• En lisant les Mémoires de Francis Lacassin

    C’est au café Le Vascœuil, place Saint-Marc, que je termine ce samedi après-midi la lecture des Mémoires de Francis Lacassin publiés en deux mille six, deux ans avant sa mort, aux Editions du Rocher, livre acheté il y a plusieurs semaines sur le marché de cette même place, à une femme soldant des marchandises provenant d’invendus de solderies ayant pignon (si je puis dire) dans des zones commerciales, de la braderie de braderies.

    Il m’a coûté un euro et m’a fort intéressé, notamment parce qu’on y croise ceux pour qui a travaillé celui qui fut surnommé « l’homme aux mille préfaces » : Jean-Jacques Pauvert, Christian Bourgois, Guy Schoeller (directeur de la collection Bouquins), etc. Francis Lacassin n’a jamais eu de maison d’édition à lui.
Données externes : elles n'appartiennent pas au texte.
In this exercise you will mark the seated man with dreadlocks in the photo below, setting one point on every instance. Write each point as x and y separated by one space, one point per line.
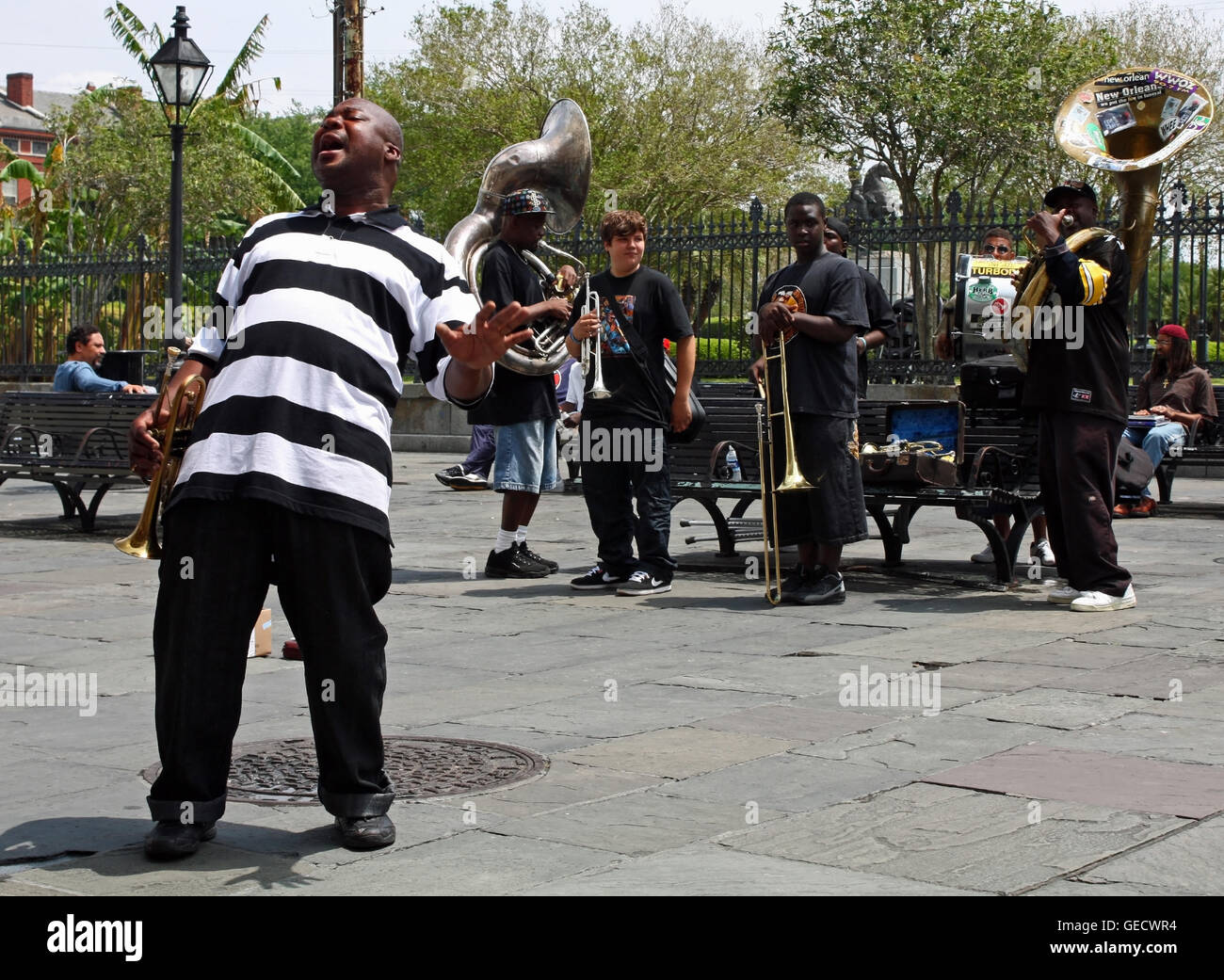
1179 393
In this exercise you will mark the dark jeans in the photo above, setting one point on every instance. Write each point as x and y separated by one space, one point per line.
1077 454
217 563
611 489
480 450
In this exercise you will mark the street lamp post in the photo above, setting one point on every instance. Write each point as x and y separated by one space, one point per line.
179 72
    On lui doit la redécouverte de Gustave Le Rouge, Georges Darien, Léo Malet, Maurice Leblanc, Jack London et bien d’autres. L’un n’est pas des moindres : Giacomo Casanova dont il publia chez Bouquins l’Histoire de ma vie, enfin complète et annotée. Il travaillait à la publication de la correspondance du Vénitien lorsque la maladie l’arrêta. Malheureusement, il semble que nul n’ait repris ce projet.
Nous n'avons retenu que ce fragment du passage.